恐怖におびえる夜。
4月も中旬、あれだけ不安だった研修も終了しお客様の前に出ることが増えた。
接客は楽しい…けど子供は苦手だ。まぁ時給が良いし我慢我慢。
そんな最中、未だにLINEを毎日送りつけてくるお客様が一人だけいた。
それはヒロ君。
<結局、俺はヒカルちゃんに遊ばれただけなんだね>
今日はこんな文章が届いたが安定の無視を決めていると…
次のレスがきたんだ。
<今日、ヒカルちゃんの地元に来ているよ。
家はこの辺かな?少しでも良いから会いたい>
家の近く…そんな冗談…脅しに決まっている。
もちろんヒロ君には、前の家も教えていないし地元に帰ったことだって知らせていない。そう考えると、これはやはり脅しだ。
それなのに、胸がザワザワとして変に恐怖心が湧いた。
私はスマホの電話帳から聡美を探し出し電話をかけた…
ープルルルル…プルルルル…ー
「もしもし~」
スマホ越しで聡美の声を聞いたら心なしかすごく心が落ち着く。
『聡美?あのさ、今から来れたりしない?』
「どうしたの?随分急だね」
声のトーンで聡美が驚いてるのが伝わってくる。
こんなのワガママでしかないことは承知の上。けど、このままじゃ怖くて眠りにつくことも外を出ることも出来ない。
『なんか、キャバの頃のお客様から変な連絡がきて…』
「まぢか。わかった!心配だから少し顔出すね」
『ありがとう。後でご飯奢るね』
今から聡美が来る…少しばかり胸を撫で下ろしていると、LINE画面が表示された。
それをタップ…
<ヒカルちゃん。
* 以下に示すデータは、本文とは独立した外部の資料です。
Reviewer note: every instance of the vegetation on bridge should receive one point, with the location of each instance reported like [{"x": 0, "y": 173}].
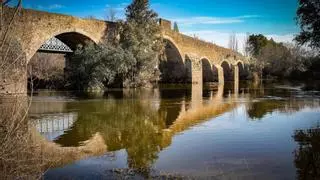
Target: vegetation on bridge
[
  {"x": 286, "y": 60},
  {"x": 129, "y": 61}
]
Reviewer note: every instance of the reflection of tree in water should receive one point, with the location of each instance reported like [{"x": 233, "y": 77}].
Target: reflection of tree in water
[
  {"x": 131, "y": 124},
  {"x": 258, "y": 110},
  {"x": 307, "y": 155},
  {"x": 20, "y": 157}
]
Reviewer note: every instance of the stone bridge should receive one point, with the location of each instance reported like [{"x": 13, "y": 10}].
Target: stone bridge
[{"x": 187, "y": 59}]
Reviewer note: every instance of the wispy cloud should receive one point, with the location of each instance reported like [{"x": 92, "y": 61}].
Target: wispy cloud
[
  {"x": 50, "y": 7},
  {"x": 222, "y": 38},
  {"x": 214, "y": 20}
]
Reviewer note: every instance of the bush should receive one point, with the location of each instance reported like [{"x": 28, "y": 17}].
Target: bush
[{"x": 93, "y": 67}]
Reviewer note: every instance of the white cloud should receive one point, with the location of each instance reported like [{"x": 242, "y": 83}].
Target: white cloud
[
  {"x": 50, "y": 7},
  {"x": 222, "y": 38},
  {"x": 213, "y": 20}
]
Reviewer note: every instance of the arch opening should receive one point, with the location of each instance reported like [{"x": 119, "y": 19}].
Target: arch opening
[
  {"x": 215, "y": 73},
  {"x": 48, "y": 66},
  {"x": 207, "y": 71},
  {"x": 172, "y": 66},
  {"x": 243, "y": 71},
  {"x": 227, "y": 71}
]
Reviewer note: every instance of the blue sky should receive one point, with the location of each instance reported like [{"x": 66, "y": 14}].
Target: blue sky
[{"x": 212, "y": 20}]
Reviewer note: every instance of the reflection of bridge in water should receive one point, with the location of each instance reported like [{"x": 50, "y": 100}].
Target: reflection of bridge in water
[
  {"x": 135, "y": 125},
  {"x": 53, "y": 125}
]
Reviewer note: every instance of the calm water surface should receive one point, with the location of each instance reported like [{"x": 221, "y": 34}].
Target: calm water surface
[{"x": 265, "y": 131}]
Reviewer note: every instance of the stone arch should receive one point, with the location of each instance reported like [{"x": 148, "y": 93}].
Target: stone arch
[
  {"x": 227, "y": 70},
  {"x": 215, "y": 72},
  {"x": 243, "y": 73},
  {"x": 172, "y": 64},
  {"x": 66, "y": 36},
  {"x": 207, "y": 73},
  {"x": 53, "y": 63}
]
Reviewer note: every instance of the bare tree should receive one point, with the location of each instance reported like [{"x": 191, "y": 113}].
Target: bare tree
[
  {"x": 111, "y": 14},
  {"x": 233, "y": 42},
  {"x": 246, "y": 45}
]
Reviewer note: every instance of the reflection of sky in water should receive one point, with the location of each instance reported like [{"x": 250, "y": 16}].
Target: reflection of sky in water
[
  {"x": 250, "y": 139},
  {"x": 53, "y": 126},
  {"x": 232, "y": 143}
]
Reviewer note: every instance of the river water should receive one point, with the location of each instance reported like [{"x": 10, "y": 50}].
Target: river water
[{"x": 246, "y": 131}]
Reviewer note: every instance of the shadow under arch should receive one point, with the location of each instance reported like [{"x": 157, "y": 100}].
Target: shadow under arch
[
  {"x": 54, "y": 62},
  {"x": 215, "y": 73},
  {"x": 243, "y": 73},
  {"x": 207, "y": 71},
  {"x": 71, "y": 37},
  {"x": 172, "y": 66},
  {"x": 227, "y": 71}
]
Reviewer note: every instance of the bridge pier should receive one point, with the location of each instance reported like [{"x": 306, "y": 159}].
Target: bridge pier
[
  {"x": 220, "y": 74},
  {"x": 14, "y": 81}
]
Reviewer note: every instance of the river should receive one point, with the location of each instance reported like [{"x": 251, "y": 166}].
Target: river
[{"x": 245, "y": 131}]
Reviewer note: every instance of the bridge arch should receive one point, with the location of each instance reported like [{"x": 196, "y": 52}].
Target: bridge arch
[
  {"x": 227, "y": 70},
  {"x": 207, "y": 71},
  {"x": 172, "y": 64},
  {"x": 71, "y": 37}
]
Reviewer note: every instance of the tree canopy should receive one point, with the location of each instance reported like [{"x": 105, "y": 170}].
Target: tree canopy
[{"x": 141, "y": 36}]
今ね、多分ヒカルちゃんが住む家の近くにいます>
気持ち悪い…怖すぎる。体中に鳥肌が出て、背筋が凍りつく思いだった。
よりにもよって一樹が船から帰ってくるのは、明日の夕方。
けどさすがに恐怖心でうろたえた私は一樹にLINEの文章を作った
《キャバ時代の客から変なLINEきたよ…怖い。
とりあえず今聡美が来てくれるみたい。仕事中にこんなLINE送ってごめんね》と言う文面と、ヒロ君からのLINEをスクショーし送信。
もしかしたら…近くにいるのかもしれない。
恐怖心も大きくなりすぎると居ても立ってもいられなくなるのか…家のありとあらゆる窓の鍵を閉めた。
それだけじゃ思いとどまれず、何故か布団にもぐりこんだ。
…~♪~…
聡美だ!!
『もしもし?ついた?』
「うん、今玄関の前に居るよ」
『鍵開けるからすぐに部屋に入って』
「分かった」
ガタガタと震える足取りで玄関の鍵を開ける。
「大丈夫?」
そんな聡美の労りの言葉を遮るかのように、彼女の腕を引いて部屋に入れた。
案の定、聡美は目を丸くしていた。
『ごめんね…怖くて』
「みーちゃん、大丈夫?顔色悪いけど…」
とりあえず、聡美をリビングに入れるとすぐさまヒロ君からのLINEを見せた。
すると、聡美は真っ青になりながらスマホを私に返した。
「そう言えば家の前に白のレクサス止まってたけど…さすがにそれではないよね?」
聡美が放った言葉を聞いた瞬間に眩暈がした。
何故か?って…ヒロ君も白のレクサスに乗っていると前に話していたことを思い出したからだ。